Um es vorwegzunehmen: Zwar hatte die jüdische Gemeinde Dessau, die traditionell sehr konservativ eingestellt war, und insbesondere die jüdische Franz-Schule als eine der wenigen frühen Schulen des Judentums eine lange und durchaus ehrwürdige Tradition, aber das Engagement von Julius Popper dort dauerte nur sechs Jahre und war gekennzeichnet von Konflikten. Vermutlich war Julius Popper spätestens mit seiner Promotion an der Universität Leipzig 1854 für die Position bereits überqualifiziert. Und es war die konservative jüdische Gemeinde Dessau und deren Vorstand, die mit der Qualifikation ihrer Rabbiner und Prediger ihre besonderen Schwierigkeiten hatte, wie wir sehen werden (1).

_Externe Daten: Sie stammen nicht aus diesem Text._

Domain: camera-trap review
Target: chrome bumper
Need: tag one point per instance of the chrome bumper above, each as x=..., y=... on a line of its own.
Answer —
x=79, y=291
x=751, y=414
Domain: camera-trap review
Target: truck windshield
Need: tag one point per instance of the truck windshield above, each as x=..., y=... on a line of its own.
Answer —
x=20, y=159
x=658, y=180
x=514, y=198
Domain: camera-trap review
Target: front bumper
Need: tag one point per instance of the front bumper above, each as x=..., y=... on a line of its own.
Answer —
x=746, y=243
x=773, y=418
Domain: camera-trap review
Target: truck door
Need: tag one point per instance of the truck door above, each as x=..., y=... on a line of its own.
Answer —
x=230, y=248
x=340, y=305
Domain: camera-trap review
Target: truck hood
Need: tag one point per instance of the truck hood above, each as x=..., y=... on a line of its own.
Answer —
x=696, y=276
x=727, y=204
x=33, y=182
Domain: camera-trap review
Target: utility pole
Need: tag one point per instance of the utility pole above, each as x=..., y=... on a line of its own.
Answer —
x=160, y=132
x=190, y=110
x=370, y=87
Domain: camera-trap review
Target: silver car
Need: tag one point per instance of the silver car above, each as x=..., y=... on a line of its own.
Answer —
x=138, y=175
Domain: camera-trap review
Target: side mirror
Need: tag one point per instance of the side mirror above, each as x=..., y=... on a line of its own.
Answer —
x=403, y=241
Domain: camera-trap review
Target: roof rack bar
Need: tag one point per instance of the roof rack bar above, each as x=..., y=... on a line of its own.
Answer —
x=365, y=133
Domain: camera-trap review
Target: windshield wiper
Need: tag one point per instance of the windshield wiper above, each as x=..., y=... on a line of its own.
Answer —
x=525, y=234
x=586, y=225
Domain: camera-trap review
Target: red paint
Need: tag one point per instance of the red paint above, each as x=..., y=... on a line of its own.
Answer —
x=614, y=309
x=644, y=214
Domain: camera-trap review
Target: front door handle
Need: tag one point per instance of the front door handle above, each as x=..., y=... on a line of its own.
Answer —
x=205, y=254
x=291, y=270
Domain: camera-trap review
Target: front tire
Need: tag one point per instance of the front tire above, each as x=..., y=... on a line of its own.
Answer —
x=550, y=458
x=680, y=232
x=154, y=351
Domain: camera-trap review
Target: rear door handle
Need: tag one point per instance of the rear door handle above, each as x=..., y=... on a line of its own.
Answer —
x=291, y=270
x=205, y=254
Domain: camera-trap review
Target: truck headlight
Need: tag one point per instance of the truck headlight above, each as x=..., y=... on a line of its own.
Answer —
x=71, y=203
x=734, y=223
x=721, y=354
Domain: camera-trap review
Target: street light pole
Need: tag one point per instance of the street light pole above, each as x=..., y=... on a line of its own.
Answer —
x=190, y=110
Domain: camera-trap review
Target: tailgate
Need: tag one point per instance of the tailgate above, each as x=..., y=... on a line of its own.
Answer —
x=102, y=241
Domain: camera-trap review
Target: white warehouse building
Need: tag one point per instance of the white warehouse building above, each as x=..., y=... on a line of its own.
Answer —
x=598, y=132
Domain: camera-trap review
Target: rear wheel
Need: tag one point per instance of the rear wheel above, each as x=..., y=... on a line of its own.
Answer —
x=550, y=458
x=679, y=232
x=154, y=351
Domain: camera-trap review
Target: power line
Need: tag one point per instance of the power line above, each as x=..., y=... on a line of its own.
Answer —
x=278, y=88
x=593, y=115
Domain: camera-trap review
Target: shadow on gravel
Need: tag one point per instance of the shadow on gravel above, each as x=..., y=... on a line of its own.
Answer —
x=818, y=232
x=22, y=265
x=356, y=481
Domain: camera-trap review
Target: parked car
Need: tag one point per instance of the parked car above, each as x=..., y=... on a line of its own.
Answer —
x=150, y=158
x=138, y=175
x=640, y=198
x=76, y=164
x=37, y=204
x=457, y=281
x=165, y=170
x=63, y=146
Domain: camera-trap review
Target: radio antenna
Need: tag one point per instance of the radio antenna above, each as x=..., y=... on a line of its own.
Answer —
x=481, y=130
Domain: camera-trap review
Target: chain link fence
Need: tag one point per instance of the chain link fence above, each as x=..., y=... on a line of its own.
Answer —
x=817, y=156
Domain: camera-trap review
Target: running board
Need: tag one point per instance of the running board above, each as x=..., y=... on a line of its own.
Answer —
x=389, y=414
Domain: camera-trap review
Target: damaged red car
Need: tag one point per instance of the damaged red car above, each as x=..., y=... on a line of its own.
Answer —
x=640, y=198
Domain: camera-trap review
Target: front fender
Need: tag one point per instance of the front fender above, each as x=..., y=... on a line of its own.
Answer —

Aber es war auch der Lauf der Zeit: Zwischen 1833 und 1867 halbierte sich die Zahl der Juden in Dessau nahezu und sank von 800 auf weniger als 500. Nachdem in Preußen 1848 den Juden Gleichberechtigung versprochen worden war, zog es sie in Scharen aus der Provinz ins preußische Zentrum des Judentums, nach Berlin.
Die Dessauer Franz-Schule
1799 fand sich ein Verein „junger jüdischer Menschenfreunde“ zusammen, der auch in Dessau – nach Berliner Vorbild – eine „Freischule“ eröffnete. Die Leitung übernahm der umtriebige David Fraenkel (1779-1865), ein Großneffe des alten Dessauer Rabbiners, der 1806 zudem die erste jüdische „Töchterschule“ und die Sulamith (1806-48), die erste jüdische Zeitschrift in deutscher Sprache und Schrift, begründet hatte. Als die ausschließlich aus Beiträgen, Spenden und Schulgeldern finanzierte „Israelitische Hauptschule“ 1815 in finanzielle Schwierigkeiten geriet, gewährte Herzog Franz ihr einen jährlichen staatlichen Zuschuss und dem Direktor Fraenkel erstmals ein Gehalt. Ein Jahr später wurde eine neue Schulordnung genehmigt. Die Lehranstalt durfte sich nun offiziell „Franzschule“ nennen (Bild 2) (2).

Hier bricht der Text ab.